Landkreis (Das Licht, das ein Fotograf braucht, um ein Bild vom Objekt festzuhalten, wird von Ulrich Reiß durch einen Polfilter geschickt, der aus dem Lichtbündel nur noch die Lichtstrahlen in eine Richtung passieren lässt. Fällt das gefilterte Licht auf einen weiteren Polfilter, entsteht ein interessantes Tiefschwarz. Der zweite Filter blockiert das bereits vorgefilterte Licht auf gleiche Weise wie der erste Polfilter. „Wenn ich zwischen die Folien transparente Objekte lege, bricht das vom oberen Polfilter gefilterte gerade Licht an den Objekten und ich bekomme diese schönen kräftigen bunten Farben“, so Reiß. Und das vor einem interessanten Tiefschwarz als Hintergrund dank des zweiten Polfilters unter den Objekten. Wer das nicht verstanden hat, kann die fachmännische Erklärung noch einmal an der Wand der Cafeteria finden (nur besser).
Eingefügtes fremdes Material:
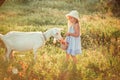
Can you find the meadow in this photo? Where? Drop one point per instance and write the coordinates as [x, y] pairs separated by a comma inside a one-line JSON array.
[[100, 58]]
Der Fotograf gibt seit 1994 Fotovereinen landesweit Foto- und Photoshop-Kurse.
So wie Reiß Fotos sich einfach nicht auf schöne bunte Bilder reduzieren lassen, lässt sich auch der Fotograf nicht auf „Fotograf“ reduzieren. Das hat Reiß zwar gelernt, er arbeitete aber – mit seiner Colorgroßbildlaborantenausbildung – jahrelang im Bremer Forschungsinstitut für Werkstofftechnik, wo er Schäden in Metall fotografisch dokumentierte.
Danach wechselte er über die digitalisierten Bilddateien in die IT und arbeitete schlussendlich unter anderem als Ausbilder für Fachinformatiker Systemintegration.
Privat mag er am liebsten Detail- und Lost-places-Fotografie. In den 90-er Jahren durfte er beispielsweise zehn Tage in Tschernobyl fotografieren.
Als jahrzehntelanges Mitglied des Deutschen Verbands für Fotografie entscheidet Ulrich Reiß als Juror bei Wettbewerben. Dabei achte er vor allem auf die kleinen Details. Fotos mit wenig Schnickschnack und deutlicher, aufs Wesentliche reduzierter Bildsprache sprächen ihn am meisten an.
Neuerdings beschäftige er sich mit der Psychologie von Bildern und Farben und wie sie die Bildaussagen beeinflussen können. „Wenn zum Beispiel ein Schiff von rechts nach links fahrend dargestellt wird, verbinden die Menschen der westlichen Welt es wohl wegen der Leserichtung mit Kommen, in die Vergangenheit. Fährt es mit der Leserichtung im Bild von links nach rechts, verbinden wir es mit Wegbewegen, in die Zukunft gerichtet.“ Mit anderen Worten: Spannende weitere Ausstellungen darf man wohl man erwarten.